I can use myself as an example. I have a mixed species tank. I have made it clear that I have NO intention of breeding my frogs. Any information I have posted is based on the experience I have had from the beginning stages of setting my tank up until present or with the hands on help I have given others that have set up mixed tanks locally. I have not discredited those for not trying my method only offered advice to those asking for it. Yet, becasue my opinion on mixed tanks differs from the majority my rep points are nice and red. 

The main arguement that I have been given is that my views are uneducated and not proven. I am by no means an expert but I have been a member of this board since 2006(I believe) and have had dart frogs for close to 10 years all together so I'm not a newbie by any means. I would just like to know that I can give an opinion based on experience and not have to look over my shoulder for the knife coming for my back.


----------



## sports_doc (Nov 15, 2004)

Jason,

I took the liberty of adding a comment in blue to the original posting to clarify the general idea behind issuing a neg rep card. 

If it needs further refining, please pm me and we can discuss.


----------



## Jason (Oct 14, 2004)

sports_doc said:


> Jason,
> 
> I took the liberty of adding a comment in blue to the original posting to clarify the general idea behind issuing a neg rep card.
> 
> If it needs further refining, please pm me and we can discuss.
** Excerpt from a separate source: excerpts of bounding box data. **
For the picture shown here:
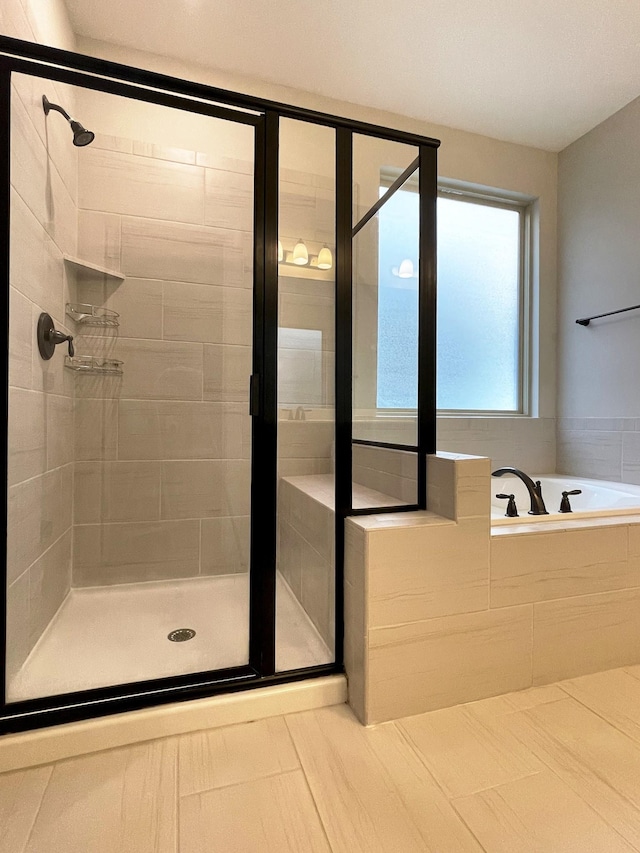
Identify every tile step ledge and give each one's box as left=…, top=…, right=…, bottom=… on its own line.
left=0, top=675, right=347, bottom=773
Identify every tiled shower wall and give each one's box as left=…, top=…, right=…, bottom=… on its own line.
left=73, top=137, right=253, bottom=586
left=5, top=20, right=78, bottom=679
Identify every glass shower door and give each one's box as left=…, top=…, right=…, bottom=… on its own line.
left=6, top=74, right=255, bottom=702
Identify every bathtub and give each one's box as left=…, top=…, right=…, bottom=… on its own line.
left=491, top=474, right=640, bottom=525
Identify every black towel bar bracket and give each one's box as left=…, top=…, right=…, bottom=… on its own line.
left=576, top=305, right=640, bottom=326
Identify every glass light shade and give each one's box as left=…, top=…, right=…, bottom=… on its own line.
left=291, top=240, right=309, bottom=267
left=318, top=246, right=333, bottom=270
left=398, top=258, right=413, bottom=278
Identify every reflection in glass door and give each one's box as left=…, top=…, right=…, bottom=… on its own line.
left=6, top=74, right=255, bottom=702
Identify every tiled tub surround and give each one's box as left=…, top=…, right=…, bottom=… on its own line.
left=556, top=418, right=640, bottom=485
left=3, top=75, right=79, bottom=678
left=345, top=454, right=640, bottom=724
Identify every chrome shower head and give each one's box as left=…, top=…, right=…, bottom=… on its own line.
left=42, top=95, right=96, bottom=148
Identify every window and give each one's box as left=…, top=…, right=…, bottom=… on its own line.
left=377, top=185, right=528, bottom=413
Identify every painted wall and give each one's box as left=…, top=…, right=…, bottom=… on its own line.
left=0, top=0, right=78, bottom=680
left=558, top=99, right=640, bottom=483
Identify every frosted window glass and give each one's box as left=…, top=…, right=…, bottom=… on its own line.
left=437, top=198, right=520, bottom=411
left=377, top=188, right=420, bottom=409
left=377, top=190, right=520, bottom=411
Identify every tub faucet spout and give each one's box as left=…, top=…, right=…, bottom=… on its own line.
left=491, top=468, right=549, bottom=515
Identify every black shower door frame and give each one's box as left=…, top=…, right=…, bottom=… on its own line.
left=0, top=36, right=439, bottom=734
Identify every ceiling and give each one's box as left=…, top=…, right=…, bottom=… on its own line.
left=61, top=0, right=640, bottom=151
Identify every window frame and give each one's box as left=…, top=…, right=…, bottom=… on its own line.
left=376, top=178, right=534, bottom=418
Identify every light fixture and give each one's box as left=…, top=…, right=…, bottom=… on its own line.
left=318, top=243, right=333, bottom=270
left=292, top=237, right=309, bottom=267
left=391, top=258, right=417, bottom=278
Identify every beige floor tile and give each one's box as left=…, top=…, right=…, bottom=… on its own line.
left=562, top=669, right=640, bottom=741
left=180, top=770, right=330, bottom=853
left=365, top=723, right=482, bottom=853
left=501, top=698, right=640, bottom=849
left=398, top=706, right=543, bottom=797
left=287, top=708, right=444, bottom=853
left=0, top=766, right=53, bottom=853
left=178, top=717, right=300, bottom=797
left=25, top=739, right=177, bottom=853
left=454, top=770, right=635, bottom=853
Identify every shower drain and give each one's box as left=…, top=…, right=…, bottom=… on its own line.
left=167, top=628, right=196, bottom=643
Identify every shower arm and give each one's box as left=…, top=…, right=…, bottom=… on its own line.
left=42, top=95, right=73, bottom=121
left=576, top=305, right=640, bottom=326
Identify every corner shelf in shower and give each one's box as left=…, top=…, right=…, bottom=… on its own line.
left=62, top=255, right=125, bottom=281
left=65, top=302, right=120, bottom=326
left=64, top=355, right=124, bottom=376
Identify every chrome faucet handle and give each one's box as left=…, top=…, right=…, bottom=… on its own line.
left=558, top=489, right=582, bottom=512
left=496, top=494, right=520, bottom=518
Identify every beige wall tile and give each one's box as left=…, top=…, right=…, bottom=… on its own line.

Thank you! Feel free to add what ever you like, it was just meant as a guide for members that did not know it existed or were not sure how to use it. I think Beachbabe18509 said it best.



beachbabe18509 said:


> I think it's going to take common sense on what deserves a negative rep point or a positive one...


----------



## jubjub47 (Sep 9, 2008)

Jellyman said:


> I can use myself as an example. I have a mixed species tank. I have made it clear that I have NO intention of breeding my frogs. Any information I have posted is based on the experience I have had from the beginning stages of setting my tank up until present or with the hands on help I have given others that have set up mixed tanks locally. I have not discredited those for not trying my method only offered advice to those asking for it. Yet, becasue my opinion on mixed tanks differs from the majority my rep points are nice and red.
> 
> The main arguement that I have been given is that my views are uneducated and not proven. I am by no means an expert but I have been a member of this board since 2006(I believe) and have had dart frogs for close to 10 years all together so I'm not a newbie by any means. I would just like to know that I can give an opinion based on experience and not have to look over my shoulder for the knife coming for my back.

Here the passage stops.